Reading from standard input

So, I am new to shell scripting and have a few problems.
I know how to read from standard input but I do not know how to really compare it to say, a character. I am trying to compare it to a character and anything exceeding just a character, the user will get an output message, but the program goes on.

I tried using test with regular expressions after taking an input like this.

read input

while test $input != q || test -z $input
do
        if test $input = n
        then
 ...

I also want my program to move on if the input just presses enter, but I get two error messages on the while statement and the if statement saying unary operator expected.

You need to check the length of a string, then.
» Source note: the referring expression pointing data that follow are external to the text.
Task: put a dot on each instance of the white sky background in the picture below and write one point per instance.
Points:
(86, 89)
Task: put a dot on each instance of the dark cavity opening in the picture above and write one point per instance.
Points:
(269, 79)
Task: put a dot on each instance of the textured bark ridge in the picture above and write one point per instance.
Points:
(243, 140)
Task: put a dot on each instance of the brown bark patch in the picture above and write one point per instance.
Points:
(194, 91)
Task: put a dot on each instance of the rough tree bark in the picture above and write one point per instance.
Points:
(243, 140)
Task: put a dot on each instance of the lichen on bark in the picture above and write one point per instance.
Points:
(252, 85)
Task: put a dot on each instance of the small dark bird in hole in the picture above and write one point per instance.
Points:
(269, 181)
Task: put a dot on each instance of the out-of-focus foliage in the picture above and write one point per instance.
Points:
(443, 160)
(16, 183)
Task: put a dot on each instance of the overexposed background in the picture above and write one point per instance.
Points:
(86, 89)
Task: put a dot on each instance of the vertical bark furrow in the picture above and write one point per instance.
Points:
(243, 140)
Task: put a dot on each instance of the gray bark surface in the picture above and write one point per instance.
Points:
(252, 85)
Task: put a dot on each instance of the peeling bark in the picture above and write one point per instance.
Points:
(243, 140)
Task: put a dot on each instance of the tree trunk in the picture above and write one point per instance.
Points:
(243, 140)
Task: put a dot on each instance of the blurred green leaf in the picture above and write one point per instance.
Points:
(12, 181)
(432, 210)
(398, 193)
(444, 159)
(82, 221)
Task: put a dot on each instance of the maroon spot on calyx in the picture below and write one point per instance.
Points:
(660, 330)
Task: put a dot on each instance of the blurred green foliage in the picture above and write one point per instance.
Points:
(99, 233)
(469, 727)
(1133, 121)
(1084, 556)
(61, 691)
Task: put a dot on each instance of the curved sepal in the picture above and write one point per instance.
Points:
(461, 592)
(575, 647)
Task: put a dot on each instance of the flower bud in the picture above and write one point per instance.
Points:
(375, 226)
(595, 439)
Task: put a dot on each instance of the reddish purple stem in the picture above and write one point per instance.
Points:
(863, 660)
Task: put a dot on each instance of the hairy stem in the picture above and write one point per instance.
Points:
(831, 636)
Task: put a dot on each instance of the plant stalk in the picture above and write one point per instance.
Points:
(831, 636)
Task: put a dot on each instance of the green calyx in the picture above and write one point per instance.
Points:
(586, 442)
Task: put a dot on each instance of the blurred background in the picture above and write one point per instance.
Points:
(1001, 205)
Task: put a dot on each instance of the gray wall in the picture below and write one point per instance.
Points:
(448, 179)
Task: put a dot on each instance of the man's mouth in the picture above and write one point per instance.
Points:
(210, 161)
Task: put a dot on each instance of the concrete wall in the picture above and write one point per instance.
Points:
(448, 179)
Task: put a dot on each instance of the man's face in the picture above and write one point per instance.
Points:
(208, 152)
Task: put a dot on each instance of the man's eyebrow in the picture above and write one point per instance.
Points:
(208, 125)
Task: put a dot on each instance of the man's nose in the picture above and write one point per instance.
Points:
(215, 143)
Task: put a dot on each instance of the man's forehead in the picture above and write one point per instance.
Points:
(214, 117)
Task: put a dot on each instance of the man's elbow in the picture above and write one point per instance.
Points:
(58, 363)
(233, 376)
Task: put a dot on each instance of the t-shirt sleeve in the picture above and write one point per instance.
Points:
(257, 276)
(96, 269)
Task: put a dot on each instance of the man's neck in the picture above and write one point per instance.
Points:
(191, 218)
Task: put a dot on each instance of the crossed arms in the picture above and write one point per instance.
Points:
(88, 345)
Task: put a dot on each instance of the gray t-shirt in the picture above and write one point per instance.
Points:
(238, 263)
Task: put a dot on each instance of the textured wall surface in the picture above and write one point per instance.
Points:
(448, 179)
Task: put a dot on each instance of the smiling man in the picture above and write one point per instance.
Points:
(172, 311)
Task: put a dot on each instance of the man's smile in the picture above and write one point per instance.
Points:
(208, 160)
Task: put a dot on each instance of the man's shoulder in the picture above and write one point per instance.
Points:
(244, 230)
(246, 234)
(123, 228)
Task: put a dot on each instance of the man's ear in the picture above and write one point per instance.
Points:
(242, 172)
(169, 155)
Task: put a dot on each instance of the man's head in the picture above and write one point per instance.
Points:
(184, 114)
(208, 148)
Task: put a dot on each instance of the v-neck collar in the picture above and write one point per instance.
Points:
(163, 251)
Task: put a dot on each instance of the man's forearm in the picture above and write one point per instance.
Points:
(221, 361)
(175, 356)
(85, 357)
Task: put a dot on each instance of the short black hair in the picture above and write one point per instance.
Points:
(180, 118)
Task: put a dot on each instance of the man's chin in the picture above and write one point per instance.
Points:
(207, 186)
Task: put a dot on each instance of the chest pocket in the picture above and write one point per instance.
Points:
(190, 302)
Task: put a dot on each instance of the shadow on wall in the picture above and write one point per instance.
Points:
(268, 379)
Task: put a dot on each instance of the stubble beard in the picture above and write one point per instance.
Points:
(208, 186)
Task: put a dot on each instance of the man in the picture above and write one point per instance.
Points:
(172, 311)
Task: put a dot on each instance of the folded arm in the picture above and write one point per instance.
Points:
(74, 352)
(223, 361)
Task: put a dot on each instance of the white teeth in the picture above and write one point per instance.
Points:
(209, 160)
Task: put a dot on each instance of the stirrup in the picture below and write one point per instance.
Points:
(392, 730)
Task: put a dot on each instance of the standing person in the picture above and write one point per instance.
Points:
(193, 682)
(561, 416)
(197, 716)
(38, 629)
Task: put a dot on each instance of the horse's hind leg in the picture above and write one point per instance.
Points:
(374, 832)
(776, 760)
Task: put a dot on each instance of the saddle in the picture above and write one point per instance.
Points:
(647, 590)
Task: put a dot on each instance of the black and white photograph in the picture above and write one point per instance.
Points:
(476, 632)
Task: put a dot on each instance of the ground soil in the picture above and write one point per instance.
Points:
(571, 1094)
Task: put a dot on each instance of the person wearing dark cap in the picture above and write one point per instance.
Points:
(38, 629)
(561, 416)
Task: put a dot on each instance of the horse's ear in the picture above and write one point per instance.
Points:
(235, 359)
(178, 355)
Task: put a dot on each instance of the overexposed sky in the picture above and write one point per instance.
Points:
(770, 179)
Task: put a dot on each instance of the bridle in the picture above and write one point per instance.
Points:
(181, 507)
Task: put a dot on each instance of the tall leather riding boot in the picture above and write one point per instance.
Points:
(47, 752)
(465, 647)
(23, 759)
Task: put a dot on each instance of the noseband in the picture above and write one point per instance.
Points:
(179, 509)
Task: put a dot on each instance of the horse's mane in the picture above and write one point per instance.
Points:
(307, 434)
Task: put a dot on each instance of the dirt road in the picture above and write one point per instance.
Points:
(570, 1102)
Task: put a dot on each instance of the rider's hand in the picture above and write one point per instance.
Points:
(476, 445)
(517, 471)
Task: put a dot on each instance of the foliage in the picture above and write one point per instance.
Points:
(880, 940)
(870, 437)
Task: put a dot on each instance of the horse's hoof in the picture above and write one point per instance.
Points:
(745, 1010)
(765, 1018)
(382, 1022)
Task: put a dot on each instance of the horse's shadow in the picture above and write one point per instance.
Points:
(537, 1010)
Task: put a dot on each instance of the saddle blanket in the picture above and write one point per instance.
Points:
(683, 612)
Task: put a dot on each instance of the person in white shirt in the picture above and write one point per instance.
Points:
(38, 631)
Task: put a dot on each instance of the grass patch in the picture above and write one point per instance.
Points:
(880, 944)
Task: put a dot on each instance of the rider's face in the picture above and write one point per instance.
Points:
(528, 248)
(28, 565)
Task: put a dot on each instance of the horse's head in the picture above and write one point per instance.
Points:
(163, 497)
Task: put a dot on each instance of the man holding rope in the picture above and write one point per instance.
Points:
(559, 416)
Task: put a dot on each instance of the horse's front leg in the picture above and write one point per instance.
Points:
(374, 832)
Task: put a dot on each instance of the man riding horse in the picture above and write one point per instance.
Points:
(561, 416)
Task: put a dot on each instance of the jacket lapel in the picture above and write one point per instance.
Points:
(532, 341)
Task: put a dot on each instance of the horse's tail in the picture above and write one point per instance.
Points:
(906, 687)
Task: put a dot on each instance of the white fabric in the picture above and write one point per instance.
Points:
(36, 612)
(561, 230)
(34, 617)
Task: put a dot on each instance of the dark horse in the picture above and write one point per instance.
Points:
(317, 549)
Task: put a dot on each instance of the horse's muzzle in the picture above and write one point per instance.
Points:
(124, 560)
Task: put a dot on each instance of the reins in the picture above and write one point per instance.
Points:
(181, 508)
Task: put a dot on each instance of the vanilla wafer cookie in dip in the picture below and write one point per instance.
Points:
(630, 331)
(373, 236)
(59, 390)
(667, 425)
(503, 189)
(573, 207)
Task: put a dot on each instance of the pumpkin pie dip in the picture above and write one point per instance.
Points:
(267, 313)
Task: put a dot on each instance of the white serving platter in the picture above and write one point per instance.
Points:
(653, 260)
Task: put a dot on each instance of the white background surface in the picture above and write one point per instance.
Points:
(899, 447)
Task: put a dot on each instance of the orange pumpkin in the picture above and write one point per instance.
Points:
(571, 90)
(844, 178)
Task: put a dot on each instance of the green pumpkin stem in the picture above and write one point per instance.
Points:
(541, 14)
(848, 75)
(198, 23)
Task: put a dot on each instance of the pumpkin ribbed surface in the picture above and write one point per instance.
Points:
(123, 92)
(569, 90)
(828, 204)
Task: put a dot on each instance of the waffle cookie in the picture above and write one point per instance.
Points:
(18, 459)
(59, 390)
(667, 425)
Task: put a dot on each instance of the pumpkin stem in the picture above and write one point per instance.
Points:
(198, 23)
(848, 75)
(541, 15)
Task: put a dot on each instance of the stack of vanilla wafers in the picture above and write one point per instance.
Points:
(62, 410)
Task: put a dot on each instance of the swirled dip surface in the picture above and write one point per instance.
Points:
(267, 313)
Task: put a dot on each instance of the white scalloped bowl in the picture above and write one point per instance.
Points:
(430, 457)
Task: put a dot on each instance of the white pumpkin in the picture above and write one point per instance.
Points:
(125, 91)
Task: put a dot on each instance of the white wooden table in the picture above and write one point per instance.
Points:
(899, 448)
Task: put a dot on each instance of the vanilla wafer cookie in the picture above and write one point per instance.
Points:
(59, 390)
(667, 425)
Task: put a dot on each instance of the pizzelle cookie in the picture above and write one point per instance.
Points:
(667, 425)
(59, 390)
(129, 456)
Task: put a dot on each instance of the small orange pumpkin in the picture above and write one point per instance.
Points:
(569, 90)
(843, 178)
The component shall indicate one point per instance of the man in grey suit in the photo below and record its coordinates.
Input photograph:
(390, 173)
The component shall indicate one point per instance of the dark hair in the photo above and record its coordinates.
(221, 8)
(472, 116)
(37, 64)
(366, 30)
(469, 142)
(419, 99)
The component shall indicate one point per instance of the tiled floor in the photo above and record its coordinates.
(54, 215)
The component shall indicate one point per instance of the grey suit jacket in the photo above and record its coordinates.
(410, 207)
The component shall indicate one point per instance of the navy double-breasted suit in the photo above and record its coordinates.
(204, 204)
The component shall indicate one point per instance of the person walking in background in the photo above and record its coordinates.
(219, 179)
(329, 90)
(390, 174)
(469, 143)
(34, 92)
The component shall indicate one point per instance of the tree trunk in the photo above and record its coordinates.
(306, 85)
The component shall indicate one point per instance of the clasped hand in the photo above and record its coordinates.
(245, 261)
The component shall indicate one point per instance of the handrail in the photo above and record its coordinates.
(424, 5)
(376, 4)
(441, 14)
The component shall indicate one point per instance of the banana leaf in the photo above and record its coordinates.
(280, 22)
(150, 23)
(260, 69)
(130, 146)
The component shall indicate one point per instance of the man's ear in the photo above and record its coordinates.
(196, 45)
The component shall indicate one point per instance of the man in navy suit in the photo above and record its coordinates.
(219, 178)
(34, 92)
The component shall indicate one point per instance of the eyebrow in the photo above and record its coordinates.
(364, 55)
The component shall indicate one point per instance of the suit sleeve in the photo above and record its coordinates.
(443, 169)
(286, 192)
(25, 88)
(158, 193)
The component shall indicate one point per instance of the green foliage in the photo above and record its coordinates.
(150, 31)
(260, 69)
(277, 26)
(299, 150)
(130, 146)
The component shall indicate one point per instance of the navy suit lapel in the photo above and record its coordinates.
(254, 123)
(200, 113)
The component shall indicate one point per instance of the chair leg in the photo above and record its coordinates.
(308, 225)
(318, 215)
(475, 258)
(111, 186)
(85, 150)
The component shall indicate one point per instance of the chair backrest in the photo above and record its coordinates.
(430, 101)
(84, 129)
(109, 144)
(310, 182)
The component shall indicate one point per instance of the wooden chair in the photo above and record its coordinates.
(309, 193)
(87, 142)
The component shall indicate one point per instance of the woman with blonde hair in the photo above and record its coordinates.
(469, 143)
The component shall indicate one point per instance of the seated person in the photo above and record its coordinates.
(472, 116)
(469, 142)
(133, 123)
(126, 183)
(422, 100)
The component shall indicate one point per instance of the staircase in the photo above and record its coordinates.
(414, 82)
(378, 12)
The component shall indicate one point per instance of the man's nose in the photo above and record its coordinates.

There's really no reason to use test, at all, ever these days.

STR="zzz"

while [ "$#STR" -ne 1 ]
do
        printf "Enter one letter:   "
        read STR
done

May I ask the reason to not use test? I recognize the square brace as an alternative method, I'm just curious as I'm just starting to learn.

And # is?

Each time you run test you're creating a new process and waiting for it to quit. [ ] are usually shell built-ins these days, so no new process is needed -- meaning, hundreds of times faster.

# is length.

Corona,

I tried testing your code, and it says on the loop with the case statement "integer expression expected"

Corona probably meant

${#STR}

You could also do without testing for the length, just take the first character like this:

while [ ${STR:0:1} != q ] ; then ...

I'm sorry, but could you explain what the colons mean?

See this table.

Of course, if your shell isn't bash or ksh, you could have few or none of these.